The three-point shot was first initiated by the American Basketball League (ABL) in 1961 but didn’t last too long due to the ABL ending after one season. It then became re-introduced in the year of 1967 with the American Basketball Association (ABA). As the ABA started to take off and became more popular, the National Basketball Association began to pay more attention. Even though the NBA was around since 1946, they never considered changing their tradition — their views on the three-point shot was that it was a gimmick. However, ABA commissioner George Mikan was a huge supporter and saw how the fans reacted to it.
We called it the home run, because the 3-pointer was exactly that,” Mikan said in the book. “It brought fans out of their seats.
The three point rule will give the smaller player a chance to score and open up the defense to make the game more enjoyable for fans.
In the following years, the ABA and the NBA would eventually merge as one, but even then the NBA wasn’t ready to change. It wasn’t until 1979 that the NBA adopted the three-point shot and Boston Celtic guard Chris Ford was credited for making the first three-pointer.
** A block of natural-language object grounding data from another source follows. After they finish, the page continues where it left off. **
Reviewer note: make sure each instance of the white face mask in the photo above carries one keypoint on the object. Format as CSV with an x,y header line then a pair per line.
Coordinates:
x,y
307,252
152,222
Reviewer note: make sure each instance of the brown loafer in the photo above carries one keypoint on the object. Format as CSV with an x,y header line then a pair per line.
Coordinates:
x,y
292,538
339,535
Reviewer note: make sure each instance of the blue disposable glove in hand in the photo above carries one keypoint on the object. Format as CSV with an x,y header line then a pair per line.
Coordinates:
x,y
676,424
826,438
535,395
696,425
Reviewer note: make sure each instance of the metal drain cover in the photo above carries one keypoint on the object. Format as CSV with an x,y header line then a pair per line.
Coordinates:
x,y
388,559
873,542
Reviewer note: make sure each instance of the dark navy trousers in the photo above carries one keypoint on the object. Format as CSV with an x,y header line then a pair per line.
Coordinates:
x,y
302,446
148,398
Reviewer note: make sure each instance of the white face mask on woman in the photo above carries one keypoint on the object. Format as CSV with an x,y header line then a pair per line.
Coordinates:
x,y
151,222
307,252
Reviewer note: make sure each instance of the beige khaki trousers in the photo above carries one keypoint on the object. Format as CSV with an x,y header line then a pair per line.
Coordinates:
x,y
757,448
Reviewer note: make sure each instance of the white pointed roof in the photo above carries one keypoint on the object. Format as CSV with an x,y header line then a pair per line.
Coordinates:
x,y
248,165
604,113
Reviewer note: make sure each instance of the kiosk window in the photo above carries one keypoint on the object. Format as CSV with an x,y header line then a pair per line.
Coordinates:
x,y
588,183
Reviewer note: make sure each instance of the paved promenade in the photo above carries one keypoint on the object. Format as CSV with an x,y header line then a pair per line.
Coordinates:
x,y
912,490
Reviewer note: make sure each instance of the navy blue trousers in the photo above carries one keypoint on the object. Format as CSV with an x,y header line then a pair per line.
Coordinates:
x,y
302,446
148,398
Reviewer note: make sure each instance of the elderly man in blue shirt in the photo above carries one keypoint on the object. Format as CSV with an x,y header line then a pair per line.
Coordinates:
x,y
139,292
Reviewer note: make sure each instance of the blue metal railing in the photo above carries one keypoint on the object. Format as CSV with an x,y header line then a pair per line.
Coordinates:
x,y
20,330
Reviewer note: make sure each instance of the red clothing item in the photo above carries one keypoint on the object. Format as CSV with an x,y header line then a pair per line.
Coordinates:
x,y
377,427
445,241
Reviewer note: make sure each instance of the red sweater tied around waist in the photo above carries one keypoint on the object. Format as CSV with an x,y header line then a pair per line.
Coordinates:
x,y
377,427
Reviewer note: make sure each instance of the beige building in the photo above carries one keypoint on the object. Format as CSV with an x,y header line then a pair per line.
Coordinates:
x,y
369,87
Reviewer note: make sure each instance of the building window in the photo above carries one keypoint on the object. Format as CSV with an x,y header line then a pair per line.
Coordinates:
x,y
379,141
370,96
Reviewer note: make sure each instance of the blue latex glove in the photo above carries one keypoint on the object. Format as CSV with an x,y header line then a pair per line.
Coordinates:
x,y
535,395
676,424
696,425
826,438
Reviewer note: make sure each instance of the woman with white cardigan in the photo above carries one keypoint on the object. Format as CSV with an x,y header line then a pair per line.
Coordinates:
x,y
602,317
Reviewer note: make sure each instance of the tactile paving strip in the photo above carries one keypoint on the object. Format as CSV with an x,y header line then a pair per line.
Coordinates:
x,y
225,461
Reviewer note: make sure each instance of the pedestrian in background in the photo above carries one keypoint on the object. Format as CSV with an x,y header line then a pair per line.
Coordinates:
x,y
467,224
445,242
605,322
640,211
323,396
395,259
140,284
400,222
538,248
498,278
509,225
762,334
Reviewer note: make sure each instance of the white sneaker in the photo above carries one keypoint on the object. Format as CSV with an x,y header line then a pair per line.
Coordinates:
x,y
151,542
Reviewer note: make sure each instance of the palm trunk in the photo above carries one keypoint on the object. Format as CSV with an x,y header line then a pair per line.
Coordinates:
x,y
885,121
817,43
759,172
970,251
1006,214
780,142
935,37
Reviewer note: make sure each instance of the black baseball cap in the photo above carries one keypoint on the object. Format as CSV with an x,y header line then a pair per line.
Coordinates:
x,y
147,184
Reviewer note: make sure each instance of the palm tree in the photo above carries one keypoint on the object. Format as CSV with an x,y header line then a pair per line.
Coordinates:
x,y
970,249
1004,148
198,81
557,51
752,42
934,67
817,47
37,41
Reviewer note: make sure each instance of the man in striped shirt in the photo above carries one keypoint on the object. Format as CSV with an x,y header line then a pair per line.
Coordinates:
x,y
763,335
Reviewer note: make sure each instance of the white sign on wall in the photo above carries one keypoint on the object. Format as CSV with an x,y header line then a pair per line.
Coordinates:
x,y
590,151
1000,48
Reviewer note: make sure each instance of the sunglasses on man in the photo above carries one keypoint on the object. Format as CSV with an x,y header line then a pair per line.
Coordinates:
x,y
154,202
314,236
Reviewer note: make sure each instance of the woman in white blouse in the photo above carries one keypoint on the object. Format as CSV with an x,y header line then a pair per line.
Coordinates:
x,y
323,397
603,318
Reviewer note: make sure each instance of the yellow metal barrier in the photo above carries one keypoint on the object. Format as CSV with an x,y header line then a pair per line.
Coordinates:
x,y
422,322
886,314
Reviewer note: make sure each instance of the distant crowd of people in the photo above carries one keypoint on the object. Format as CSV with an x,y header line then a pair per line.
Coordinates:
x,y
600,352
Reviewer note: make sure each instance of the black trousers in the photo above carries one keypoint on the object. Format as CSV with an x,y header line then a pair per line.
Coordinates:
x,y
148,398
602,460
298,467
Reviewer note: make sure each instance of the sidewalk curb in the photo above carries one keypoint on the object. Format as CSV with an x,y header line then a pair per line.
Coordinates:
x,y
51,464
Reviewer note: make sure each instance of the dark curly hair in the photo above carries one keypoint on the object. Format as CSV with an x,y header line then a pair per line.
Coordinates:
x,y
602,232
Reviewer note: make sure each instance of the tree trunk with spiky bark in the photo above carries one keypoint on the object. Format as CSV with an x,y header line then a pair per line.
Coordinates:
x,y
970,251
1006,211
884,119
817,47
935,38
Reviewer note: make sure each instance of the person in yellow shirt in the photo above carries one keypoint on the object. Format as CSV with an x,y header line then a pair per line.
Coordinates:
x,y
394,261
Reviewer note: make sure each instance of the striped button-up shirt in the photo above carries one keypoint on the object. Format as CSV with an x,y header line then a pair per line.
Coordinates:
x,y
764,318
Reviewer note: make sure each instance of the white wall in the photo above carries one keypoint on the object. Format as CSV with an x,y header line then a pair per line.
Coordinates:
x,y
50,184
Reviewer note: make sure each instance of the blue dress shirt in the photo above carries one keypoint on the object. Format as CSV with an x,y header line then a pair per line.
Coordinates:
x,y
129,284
In today’s game, the NBA is seeing more threes go up than ever before. The three-point shot is more relevant than ever and a lot of teams are making a concerted effort to make it part of their offensive strategy. The pace of the game is quicker and the floor is spread, and it has even gotten to the point where guys are stopping at the three-point line during 2-on-1 fast breaks. When Mikan first introduced it, he knew it would benefit smaller guards, but now even post players are taking advantage of it. A lot of inside guys are perfecting their shot to pose as an outside threat as well.
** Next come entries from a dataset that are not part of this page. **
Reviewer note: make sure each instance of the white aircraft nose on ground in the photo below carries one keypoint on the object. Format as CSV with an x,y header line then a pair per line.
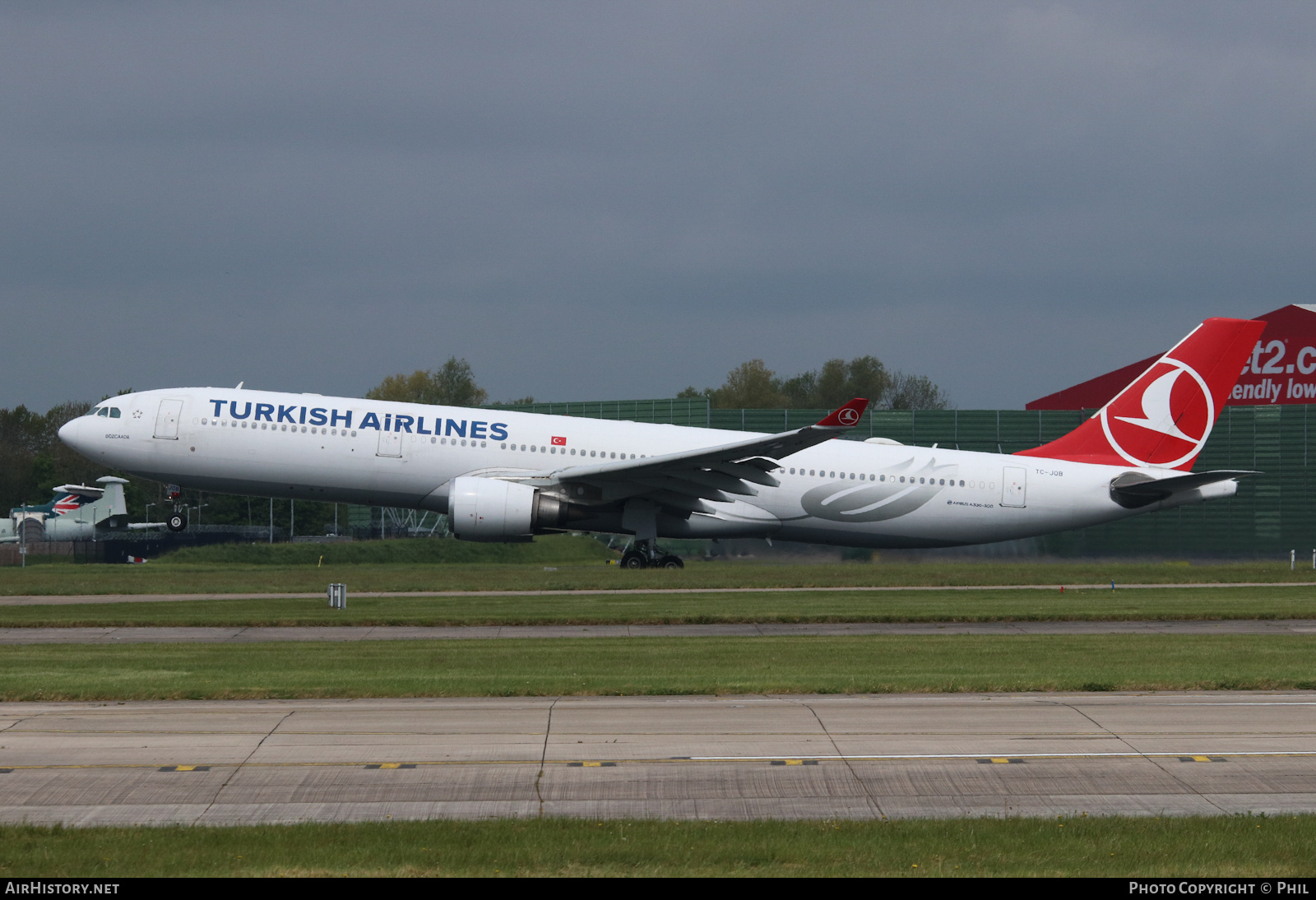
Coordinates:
x,y
506,476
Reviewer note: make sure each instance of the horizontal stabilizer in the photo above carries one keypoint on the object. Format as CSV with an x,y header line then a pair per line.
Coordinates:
x,y
1133,489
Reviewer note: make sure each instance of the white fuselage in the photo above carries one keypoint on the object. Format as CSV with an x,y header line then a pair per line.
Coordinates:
x,y
840,492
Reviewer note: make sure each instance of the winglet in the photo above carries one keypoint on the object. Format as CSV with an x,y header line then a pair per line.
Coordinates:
x,y
846,416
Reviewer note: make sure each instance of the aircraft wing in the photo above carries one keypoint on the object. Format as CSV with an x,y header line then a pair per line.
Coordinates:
x,y
683,480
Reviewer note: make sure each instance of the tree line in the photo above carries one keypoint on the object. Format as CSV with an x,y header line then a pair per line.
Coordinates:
x,y
754,386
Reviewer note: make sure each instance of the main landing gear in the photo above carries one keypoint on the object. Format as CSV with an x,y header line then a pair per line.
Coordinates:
x,y
177,520
646,554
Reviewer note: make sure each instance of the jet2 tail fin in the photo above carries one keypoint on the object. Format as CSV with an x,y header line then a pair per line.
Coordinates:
x,y
1165,416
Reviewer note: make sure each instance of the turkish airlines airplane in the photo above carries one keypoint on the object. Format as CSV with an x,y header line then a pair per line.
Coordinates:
x,y
507,476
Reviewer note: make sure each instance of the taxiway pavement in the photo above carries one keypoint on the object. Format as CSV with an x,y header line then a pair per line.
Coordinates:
x,y
754,757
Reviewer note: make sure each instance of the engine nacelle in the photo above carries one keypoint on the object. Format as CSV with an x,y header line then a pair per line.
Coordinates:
x,y
491,509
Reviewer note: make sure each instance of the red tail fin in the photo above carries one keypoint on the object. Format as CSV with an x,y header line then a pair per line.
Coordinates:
x,y
1166,415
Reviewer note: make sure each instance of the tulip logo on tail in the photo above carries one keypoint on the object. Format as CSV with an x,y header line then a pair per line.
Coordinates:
x,y
1171,401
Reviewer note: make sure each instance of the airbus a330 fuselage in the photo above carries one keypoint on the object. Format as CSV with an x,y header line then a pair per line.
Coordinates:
x,y
507,476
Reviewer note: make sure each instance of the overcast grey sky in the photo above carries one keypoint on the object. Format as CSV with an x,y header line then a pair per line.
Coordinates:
x,y
603,200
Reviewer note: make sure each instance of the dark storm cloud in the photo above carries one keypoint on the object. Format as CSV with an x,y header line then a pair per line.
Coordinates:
x,y
603,200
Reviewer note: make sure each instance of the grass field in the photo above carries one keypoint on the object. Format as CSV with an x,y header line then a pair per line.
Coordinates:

All four teams in the Conference Finals this year were top five in threes made with three of those four Conference Finals teams being top five in threes attempted. Three-point shots play a huge role in today’s game, and it makes you wonder, what if it never existed?
Everything about the game of basketball would be different if there wasn’t a three-point line. There would be a lack of excitement compared to what we see today. In today’s game, the three is just as exciting as a dunk sometimes and the noise level in some stadiums go through the roof when their best player hits a dagger from downtown. The game would slow down and we would see a lot of teams go back to looking for points inside. We would see less of the European stretch fours because more teams would scout for a Shaquille O’Neal rather than a Boris Diaw. Also, the scoring would decrease tremendously. With teams packing the paint and everything being focused on the interior, all the 100-point games we’re used to seeing now would be nearly instinct.
Would we still see the scoring outputs that we’ve witnessed?
Wilt Chamberlain scored 100 points before the adoption of the three-point line, but at the same time, he was a 7-foot-1, 260-pound center that dominated the game like no other. Kobe Bryant gave the world the second best scoring output ever with an 81-point performance against the Toronto Raptors. He got to the free throw line 28 times and hit 7 threes. Carmelo Anthony put on a show in the world’s best arena, scoring 62 points in Madison Square Garden, beating Bernard King and Kobe Bryant’s record. He shot 6-for-11 from the three-point line while shooting 100% from the free throw line and grabbing 13 rebounds. Klay Thompson broke an NBA record, dropping 37 points in the third quarter against the Sacramento Kings this season, setting another record with 9 three-pointers in one quarter. George “Iceman” Gervin was asked about Thompson beating his record, and he felt it’s still his because he didn’t have a three-point line.
I said, ‘Wowwwww, that’s pretty impressive.
But I’d like to see him try to get 33 or 37 in a quarter when there wasn’t no three-point line.
“I don’t feel—and it’s funny, everybody laughs—I don’t feel he broke my record,” Gervin told Bleacher Report in a phone interview. “I feel he set a new record. He set a new record for the new NBA.”
Gervin makes a valid point because when you break down Klay’s quarter, without a three-point line, he really only scored 28, which is 5 short of George’s 33. So it makes you think, would some of these scoring outputs that we have seen still be possible without the three-point line? Would players like the Ray Allen and Reggie Millers of the world still have the careers they had?